The timing of People's United Financial Inc.'s move above $50 billion in assets could come down to its dividend, according to comments made by management during the bank's fourth-quarter 2016 and full-year 2016 earnings call Jan. 19.

People's United ended 2016 with $40.61 billion in assets, but management reiterated their commitment to incrementally building in costs associated with crossing $50 billion in assets. The program, entitled 'B50B,' is intended to help the bank avoid sudden expenses. Crossing $50 billion in assets would incur the moniker of 'systemically important financial institution' and bring additional regulatory requirements like participation in the Comprehensive Capital Analysis and Review and living wills.

At the same time, management said they are safeguarding the dividend payout ratio and would approach the threshold with caution, especially through an acquisition, because of its "significant" impact on share valuations. In response to an analyst's question, executives unequivocally said they would not announce an acquisition that would take People's above $50 billion in assets unless they were given assurances by regulators that they could keep the current dividend. However, that does not mean they would refuse to cross $50 billion organically. Management said they expect the dividend payout ratio to fall as the bank grows bigger.

"Growing organically to $50 billion is going to take a number of years and what we are expecting is that we will continue to improve our profitability and bring our dividend payout ratio down. We see in the environment that the regulators are allowing banks to carry cash dividend levels that are now up to [40%]. We are now [60%] equivalent in the quarter, so we are going to continue to navigate towards $50 billion, maintaining our dividend with the intent that we would not pass $50 billion without that support," said President and CEO John Barnes.

Management also did not rule out future bank acquisitions that might put the company near $50 billion in assets. Barnes said that if a compelling reason to accelerate its approach to the SIFI threshold manifested, he was confident the bank would be able to "react" and "manage" its way. However, he said he saw little change in the M&A landscape since the presidential election, noting that the currencies of prospective buyers and sellers moved together.
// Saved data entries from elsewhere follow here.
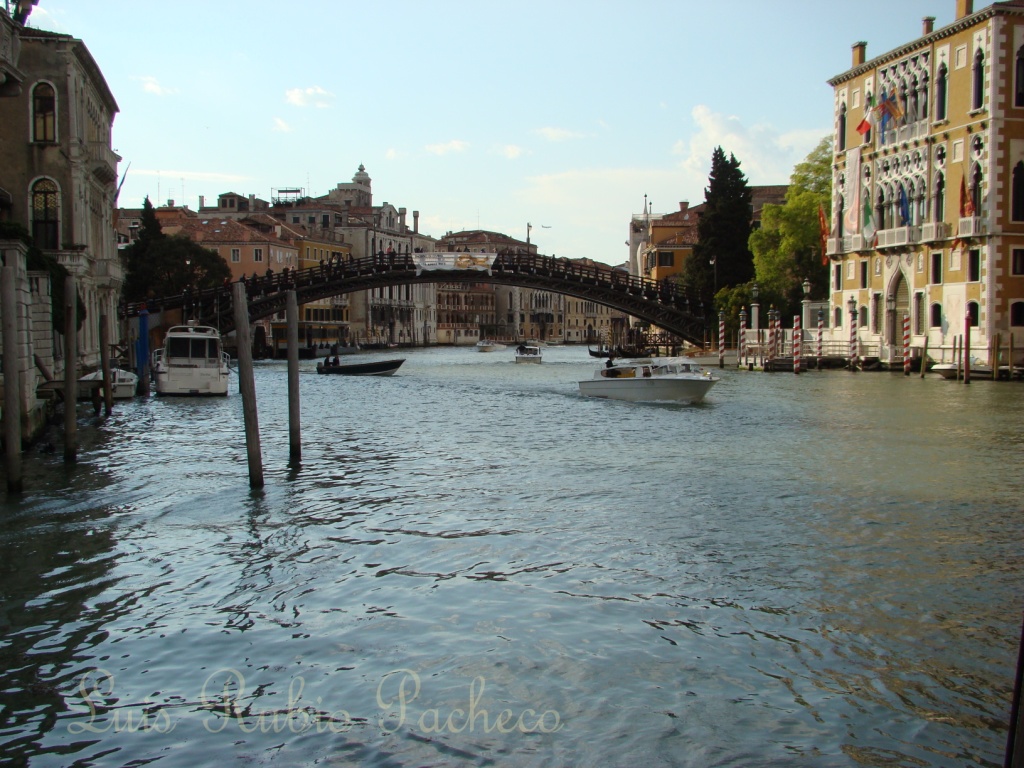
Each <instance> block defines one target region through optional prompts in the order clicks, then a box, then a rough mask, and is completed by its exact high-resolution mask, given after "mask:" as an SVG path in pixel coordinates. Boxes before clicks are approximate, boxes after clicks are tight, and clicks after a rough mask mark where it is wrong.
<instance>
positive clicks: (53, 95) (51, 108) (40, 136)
mask: <svg viewBox="0 0 1024 768" xmlns="http://www.w3.org/2000/svg"><path fill="white" fill-rule="evenodd" d="M56 101H57V100H56V96H55V95H54V93H53V86H52V85H50V84H48V83H39V85H37V86H36V87H35V88H33V89H32V118H33V123H32V125H33V129H32V140H33V141H56V140H57V128H56V113H57V103H56Z"/></svg>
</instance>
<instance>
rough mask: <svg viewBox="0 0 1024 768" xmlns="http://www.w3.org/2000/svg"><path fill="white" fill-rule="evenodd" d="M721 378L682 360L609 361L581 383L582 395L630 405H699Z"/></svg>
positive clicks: (664, 358)
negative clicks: (655, 403)
mask: <svg viewBox="0 0 1024 768" xmlns="http://www.w3.org/2000/svg"><path fill="white" fill-rule="evenodd" d="M718 382H719V379H718V378H716V377H714V376H712V375H711V373H710V372H708V371H705V370H703V369H702V368H700V367H699V366H697V365H695V364H693V362H690V361H689V360H686V359H685V358H681V357H663V358H659V359H656V360H643V361H633V362H627V364H624V365H618V366H616V365H614V364H613V361H612V360H611V359H610V358H609V359H608V361H607V362H606V364H605V365H604V366H602V367H601V368H599V369H597V371H595V372H594V377H593V378H592V379H588V380H585V381H581V382H580V394H582V395H584V396H586V397H606V398H608V399H613V400H627V401H629V402H656V401H675V402H700V400H702V399H703V397H705V395H706V394H708V390H710V389H711V388H712V387H713V386H715V384H717V383H718Z"/></svg>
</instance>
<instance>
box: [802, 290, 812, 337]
mask: <svg viewBox="0 0 1024 768" xmlns="http://www.w3.org/2000/svg"><path fill="white" fill-rule="evenodd" d="M800 287H801V288H802V289H804V300H803V301H802V302H801V304H802V305H803V311H802V312H801V313H800V319H801V326H802V327H803V328H808V329H809V328H810V327H811V281H810V280H808V279H807V278H804V282H803V283H801V284H800Z"/></svg>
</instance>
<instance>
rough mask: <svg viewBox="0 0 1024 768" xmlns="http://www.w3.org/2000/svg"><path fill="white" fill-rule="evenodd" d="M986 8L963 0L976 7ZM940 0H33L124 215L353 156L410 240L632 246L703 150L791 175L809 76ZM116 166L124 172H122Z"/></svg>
mask: <svg viewBox="0 0 1024 768" xmlns="http://www.w3.org/2000/svg"><path fill="white" fill-rule="evenodd" d="M988 4H989V3H988V2H985V0H976V2H975V9H976V10H981V9H982V8H983V7H987V5H988ZM954 13H955V0H857V1H856V2H854V1H853V0H827V1H825V2H823V1H822V0H729V1H728V2H721V1H719V2H713V1H709V0H613V1H612V0H547V1H546V2H539V1H536V0H519V1H517V2H514V3H509V2H497V1H493V0H470V1H468V2H464V1H463V0H392V2H388V3H386V4H379V3H370V2H365V1H360V2H353V1H350V0H293V2H291V3H271V2H265V1H264V0H249V2H246V3H238V2H223V1H216V0H215V1H214V2H202V1H201V0H183V1H182V2H176V3H169V2H166V1H164V2H157V1H156V0H103V2H102V3H94V2H86V1H85V0H40V2H39V4H38V5H37V6H36V7H35V8H34V9H33V11H32V14H31V16H30V18H29V25H30V26H32V27H37V28H39V29H44V30H50V31H53V32H60V33H67V34H71V35H74V36H75V37H77V38H79V39H81V40H82V41H84V42H85V44H86V46H87V47H88V49H89V52H90V53H91V54H92V57H93V58H94V59H95V60H96V62H97V65H98V66H99V68H100V70H101V71H102V73H103V77H104V78H105V80H106V83H108V86H109V87H110V89H111V91H112V93H113V94H114V97H115V99H116V100H117V102H118V106H119V110H120V112H119V114H118V115H117V117H116V118H115V121H114V137H113V147H114V150H115V151H116V152H117V153H118V154H119V155H120V156H121V157H122V162H121V165H120V172H121V173H122V174H124V173H125V171H126V169H127V174H126V175H125V178H124V184H123V186H122V189H121V194H120V198H119V200H118V205H119V206H120V207H124V208H137V207H141V205H142V201H143V199H144V198H145V197H146V196H148V198H150V200H151V202H153V203H154V205H162V204H165V203H166V202H167V201H168V200H174V201H175V204H177V205H182V204H184V205H187V206H188V207H189V208H191V209H193V210H198V208H199V198H200V196H204V197H205V199H206V204H207V205H215V201H216V198H217V196H218V195H220V194H222V193H228V191H229V193H236V194H240V195H255V196H256V197H258V198H261V199H263V200H268V201H269V200H270V198H271V197H272V196H273V195H274V194H275V190H278V189H282V188H295V187H299V188H302V189H303V190H304V191H305V194H307V195H310V196H319V195H326V194H327V193H328V191H329V190H330V189H332V188H334V187H335V186H336V185H337V184H338V183H348V182H350V181H351V179H352V176H353V174H354V173H355V172H356V170H357V169H358V166H359V165H360V164H362V165H364V166H366V170H367V172H368V173H369V174H370V176H371V178H372V179H373V194H374V204H375V205H380V204H382V203H385V202H386V203H390V204H391V205H393V206H395V207H396V208H407V209H408V211H409V216H408V223H409V224H410V226H412V223H413V211H419V212H420V223H419V227H420V231H421V232H424V233H426V234H430V236H433V237H441V236H443V234H444V233H445V232H447V231H460V230H463V229H478V228H479V229H488V230H493V231H499V232H503V233H506V234H509V236H511V237H513V238H516V239H518V240H525V239H526V232H527V224H531V229H530V242H531V243H535V244H537V246H538V248H539V250H540V252H541V253H544V254H555V255H557V256H565V257H569V258H581V257H587V258H592V259H595V260H597V261H602V262H605V263H609V264H620V263H622V262H624V261H626V260H627V258H628V256H629V249H628V247H627V246H626V241H627V239H628V238H629V222H630V218H631V216H632V215H634V214H639V213H642V212H643V209H644V203H645V200H646V201H648V202H649V203H650V208H651V210H652V212H653V213H655V214H658V213H671V212H672V211H676V210H679V204H680V203H681V202H683V201H685V202H688V203H689V204H690V205H691V206H693V205H698V204H699V203H701V202H703V196H705V188H706V187H707V185H708V174H709V173H710V171H711V159H712V155H713V153H714V150H715V147H716V146H721V147H722V148H723V150H724V151H725V153H726V155H727V156H728V155H733V156H735V158H736V160H738V161H739V163H740V170H741V171H742V172H743V173H744V174H745V176H746V179H748V182H749V183H750V184H751V185H768V184H785V183H787V182H788V180H790V176H791V174H792V173H793V169H794V167H795V166H796V165H797V164H798V163H800V162H801V161H803V160H804V159H805V158H806V157H807V156H808V154H810V152H811V151H812V150H813V148H814V147H815V145H816V144H817V143H818V141H820V140H821V138H823V137H824V136H826V135H828V134H829V133H830V132H831V124H833V100H834V98H833V89H831V87H830V86H829V85H828V84H827V80H828V79H830V78H833V77H835V76H837V75H840V74H842V73H844V72H846V71H847V70H848V69H850V67H851V61H852V46H853V45H854V44H855V43H856V42H858V41H864V42H866V43H867V57H868V59H870V58H872V57H874V56H878V55H882V54H883V53H886V52H888V51H889V50H892V49H893V48H896V47H898V46H900V45H902V44H903V43H906V42H909V41H911V40H914V39H916V38H918V37H920V36H921V34H922V19H923V18H924V17H926V16H933V17H934V18H935V29H936V30H938V29H940V28H942V27H944V26H946V25H949V24H951V23H952V22H953V16H954ZM129 164H130V166H129Z"/></svg>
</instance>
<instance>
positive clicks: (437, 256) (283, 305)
mask: <svg viewBox="0 0 1024 768" xmlns="http://www.w3.org/2000/svg"><path fill="white" fill-rule="evenodd" d="M244 280H245V283H246V295H247V298H248V302H249V319H250V321H254V319H259V318H260V317H266V316H268V315H271V314H274V313H276V312H284V311H285V309H286V306H287V296H288V291H290V290H294V291H295V292H296V298H297V299H298V303H299V304H300V305H301V304H306V303H310V302H314V301H319V300H322V299H326V298H330V297H332V296H341V295H344V294H347V293H352V292H355V291H367V290H370V289H374V288H383V287H387V286H398V285H406V284H411V283H494V284H498V285H505V286H521V287H523V288H534V289H538V290H542V291H550V292H552V293H559V294H564V295H566V296H573V297H577V298H581V299H587V300H590V301H594V302H597V303H598V304H603V305H605V306H608V307H612V308H613V309H618V310H621V311H623V312H625V313H627V314H630V315H633V316H634V317H639V318H640V319H643V321H646V322H648V323H650V324H651V325H654V326H657V327H659V328H662V329H664V330H665V331H667V332H669V333H672V334H675V335H677V336H679V337H681V338H682V339H685V340H686V341H689V342H691V343H693V344H697V345H700V344H702V343H703V332H705V326H706V319H705V316H703V307H702V305H701V304H700V303H699V302H698V301H696V300H695V299H693V298H691V297H688V296H686V295H685V294H684V293H682V292H681V291H680V290H679V288H678V286H677V285H676V284H675V283H674V282H669V281H663V282H657V281H652V280H648V279H646V278H638V276H634V275H629V274H625V273H624V272H623V271H622V270H617V269H612V268H611V267H608V266H603V265H601V266H597V265H586V264H581V263H578V262H574V261H569V260H568V259H559V258H555V257H552V256H540V255H534V254H528V255H527V254H497V255H496V254H485V253H479V254H473V253H423V254H419V253H414V254H395V255H378V256H369V257H365V258H359V259H354V260H352V261H347V262H334V263H330V264H323V265H321V266H316V267H312V268H311V269H296V270H292V271H288V272H279V273H271V274H267V275H265V276H254V278H245V279H244ZM146 305H147V307H148V309H151V310H159V309H175V308H180V307H183V306H185V305H189V306H190V309H191V315H193V316H194V317H196V318H198V319H199V322H200V323H203V324H205V325H210V326H214V327H216V328H219V329H220V331H221V333H224V334H227V333H229V332H231V331H233V330H234V313H233V307H232V295H231V290H230V286H221V287H218V288H208V289H204V290H202V291H199V292H197V293H195V294H193V295H188V294H182V295H179V296H169V297H166V298H163V299H157V300H155V301H148V302H146ZM141 306H142V305H141V304H138V303H136V304H127V305H126V306H125V314H126V315H127V316H134V315H136V314H138V311H139V310H140V309H141Z"/></svg>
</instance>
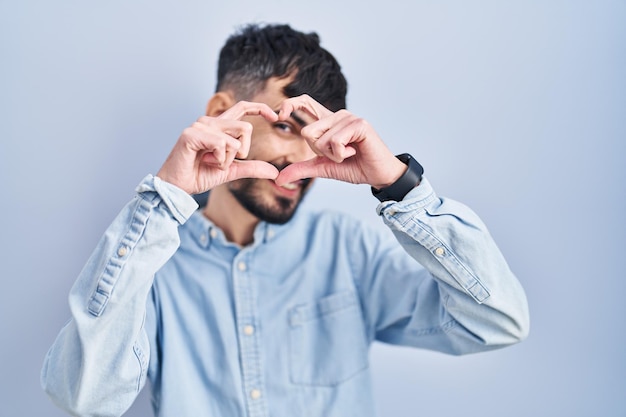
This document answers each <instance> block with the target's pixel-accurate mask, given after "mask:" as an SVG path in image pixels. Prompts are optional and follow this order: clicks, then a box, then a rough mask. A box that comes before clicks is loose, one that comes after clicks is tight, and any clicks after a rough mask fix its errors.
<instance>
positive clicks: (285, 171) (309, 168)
mask: <svg viewBox="0 0 626 417" xmlns="http://www.w3.org/2000/svg"><path fill="white" fill-rule="evenodd" d="M329 162H330V163H332V164H334V162H332V161H329V160H328V159H327V158H325V157H323V156H318V157H316V158H313V159H309V160H307V161H302V162H295V163H293V164H291V165H288V166H286V167H285V168H283V169H282V170H281V171H280V173H279V174H278V177H277V178H276V185H279V186H280V185H285V184H289V183H290V182H294V181H298V180H301V179H303V178H316V177H321V178H329V177H330V175H329V173H328V166H327V165H328V164H329Z"/></svg>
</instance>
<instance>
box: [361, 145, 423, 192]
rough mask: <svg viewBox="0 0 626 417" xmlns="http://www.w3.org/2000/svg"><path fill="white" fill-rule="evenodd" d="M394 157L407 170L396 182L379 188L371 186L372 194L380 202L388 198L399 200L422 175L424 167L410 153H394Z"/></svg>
mask: <svg viewBox="0 0 626 417" xmlns="http://www.w3.org/2000/svg"><path fill="white" fill-rule="evenodd" d="M396 158H398V159H399V160H400V161H402V163H404V164H406V165H407V170H406V171H405V172H404V174H403V175H402V176H401V177H400V178H398V180H397V181H396V182H394V183H393V184H391V185H390V186H388V187H384V188H381V189H376V188H374V187H372V194H373V195H374V197H376V198H377V199H378V200H379V201H381V202H383V201H389V200H393V201H401V200H402V199H403V198H404V196H406V195H407V194H408V193H409V191H411V190H412V189H413V188H415V187H416V186H417V185H418V184H419V183H420V181H421V180H422V175H424V168H423V167H422V166H421V165H420V163H419V162H417V161H416V160H415V158H413V157H412V156H411V155H410V154H408V153H403V154H400V155H396Z"/></svg>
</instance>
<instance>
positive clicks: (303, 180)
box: [268, 161, 313, 188]
mask: <svg viewBox="0 0 626 417" xmlns="http://www.w3.org/2000/svg"><path fill="white" fill-rule="evenodd" d="M268 163H269V164H271V165H274V166H275V167H276V169H277V170H278V171H282V170H283V169H285V168H287V167H288V166H289V165H291V164H292V163H291V162H283V163H282V164H279V163H278V162H273V161H269V162H268ZM312 180H313V178H302V179H300V181H299V182H300V185H302V188H306V187H307V186H308V185H309V183H310V182H311V181H312Z"/></svg>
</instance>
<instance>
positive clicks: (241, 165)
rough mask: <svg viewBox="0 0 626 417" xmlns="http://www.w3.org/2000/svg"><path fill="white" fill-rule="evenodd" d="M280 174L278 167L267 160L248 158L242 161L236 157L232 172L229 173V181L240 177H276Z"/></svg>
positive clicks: (265, 178) (271, 177) (241, 160)
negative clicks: (265, 160)
mask: <svg viewBox="0 0 626 417" xmlns="http://www.w3.org/2000/svg"><path fill="white" fill-rule="evenodd" d="M277 176H278V169H277V168H276V167H275V166H274V165H272V164H270V163H267V162H265V161H256V160H247V161H242V160H239V159H235V160H234V161H233V163H232V164H231V166H230V174H229V175H228V179H227V180H228V181H233V180H237V179H240V178H265V179H270V180H273V179H276V177H277Z"/></svg>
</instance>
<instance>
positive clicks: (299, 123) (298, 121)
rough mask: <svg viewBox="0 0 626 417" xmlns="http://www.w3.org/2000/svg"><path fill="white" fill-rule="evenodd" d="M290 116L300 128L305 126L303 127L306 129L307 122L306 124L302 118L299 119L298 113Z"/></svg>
mask: <svg viewBox="0 0 626 417" xmlns="http://www.w3.org/2000/svg"><path fill="white" fill-rule="evenodd" d="M290 116H291V118H292V119H293V120H295V122H296V123H298V124H299V125H300V126H303V127H304V126H306V122H305V121H304V120H303V119H302V118H300V117H298V115H297V114H296V112H291V114H290Z"/></svg>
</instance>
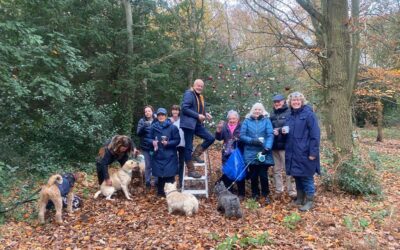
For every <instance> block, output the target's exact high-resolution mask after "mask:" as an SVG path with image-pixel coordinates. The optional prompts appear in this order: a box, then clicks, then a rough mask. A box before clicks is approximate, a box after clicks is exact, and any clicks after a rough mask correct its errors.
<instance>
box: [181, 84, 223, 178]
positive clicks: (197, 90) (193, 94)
mask: <svg viewBox="0 0 400 250" xmlns="http://www.w3.org/2000/svg"><path fill="white" fill-rule="evenodd" d="M203 88H204V82H203V81H202V80H201V79H197V80H195V81H194V83H193V86H192V88H190V89H189V90H187V91H186V92H185V94H184V95H183V100H182V104H181V108H182V114H181V123H180V126H181V128H182V130H183V132H184V136H185V163H186V166H187V169H188V176H189V177H193V178H200V177H201V175H200V174H199V173H197V172H195V171H194V165H193V161H192V158H193V160H194V161H196V162H198V163H204V161H203V160H201V159H200V155H201V154H202V153H203V152H204V150H206V149H207V148H208V147H209V146H210V145H211V144H213V142H214V140H215V138H214V136H213V135H212V134H211V133H210V132H209V131H208V130H207V129H206V128H205V127H204V125H203V122H204V121H205V120H206V119H207V120H211V118H212V117H211V115H210V114H209V113H207V112H206V108H205V104H204V97H203V95H202V94H201V93H202V92H203ZM194 135H197V136H198V137H200V138H202V139H203V140H204V141H203V143H202V144H200V145H197V147H196V149H195V150H194V152H193V155H192V151H193V137H194Z"/></svg>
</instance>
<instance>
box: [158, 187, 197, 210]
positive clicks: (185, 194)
mask: <svg viewBox="0 0 400 250" xmlns="http://www.w3.org/2000/svg"><path fill="white" fill-rule="evenodd" d="M164 192H165V196H166V199H167V204H168V213H169V214H171V213H173V212H175V211H179V212H184V213H185V215H186V216H192V215H193V214H195V213H197V212H198V211H199V201H198V200H197V199H196V197H195V196H194V195H193V194H188V193H180V192H179V191H178V190H177V188H176V183H165V186H164Z"/></svg>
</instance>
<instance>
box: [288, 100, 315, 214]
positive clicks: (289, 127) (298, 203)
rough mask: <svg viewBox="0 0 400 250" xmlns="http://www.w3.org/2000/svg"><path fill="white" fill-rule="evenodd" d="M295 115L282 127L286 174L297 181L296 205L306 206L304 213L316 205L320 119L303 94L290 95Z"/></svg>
mask: <svg viewBox="0 0 400 250" xmlns="http://www.w3.org/2000/svg"><path fill="white" fill-rule="evenodd" d="M288 104H289V106H290V108H291V114H290V116H289V118H288V120H287V122H286V124H285V127H283V128H282V133H283V134H285V135H286V147H285V149H286V155H285V158H286V159H285V161H286V174H287V175H291V176H293V177H294V179H295V181H296V190H297V198H296V201H295V204H297V205H303V206H302V207H300V208H299V209H300V211H307V210H310V209H311V208H312V207H313V205H314V196H315V184H314V174H316V173H317V174H320V173H321V172H320V157H319V145H320V134H321V132H320V128H319V125H318V119H317V116H316V115H315V113H314V112H313V110H312V108H311V107H310V106H308V105H306V104H307V101H306V99H305V97H304V95H303V94H302V93H299V92H294V93H292V94H290V95H289V98H288Z"/></svg>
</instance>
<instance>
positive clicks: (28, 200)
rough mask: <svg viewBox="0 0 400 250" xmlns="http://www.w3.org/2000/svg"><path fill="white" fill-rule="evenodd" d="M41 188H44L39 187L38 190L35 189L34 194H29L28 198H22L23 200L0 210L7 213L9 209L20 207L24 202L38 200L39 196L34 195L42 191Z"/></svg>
mask: <svg viewBox="0 0 400 250" xmlns="http://www.w3.org/2000/svg"><path fill="white" fill-rule="evenodd" d="M40 190H42V188H39V189H38V190H36V191H35V192H34V193H33V194H31V196H29V197H28V198H27V199H25V200H22V201H17V202H15V203H14V204H13V205H11V206H10V207H8V208H7V207H6V208H5V209H3V210H0V214H3V213H7V212H9V211H11V210H13V209H15V208H16V207H18V206H19V205H22V204H24V203H28V202H31V201H34V200H37V198H32V197H33V196H35V195H36V194H38V193H39V192H40Z"/></svg>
The comments around the dividend and $50 billion threshold were overshadowed by the failure of New York Community Bancorp Inc. to close its deal with Astoria Financial Corp. New York Community had communicated a lowered payout ratio as part of the Astoria acquisition, which would have rocketed the pro-forma company over the SIFI threshold. But the companies were unable to close the deal and ultimately called it off. In response to a question that mentioned New York Community's situation, management said they were focused on their operations and relationship with regulators. Barnes said the bank maintains "very frequent and good relationships and communications" with its regulators as part of management's expectation to seek assurances around the dividend payout ratio.

The bank reported fourth-quarter 2016 net income available to common shareholders of $74.1 million, or 24 cents per share, compared to $70.8 million, or 23 cents per share, in the year-ago period. For the full year 2016, the company reported net income available to common shareholders of $279.2 million, or 92 cents per share. In 2015, the company earned $260.1 million, or 86 cents per share.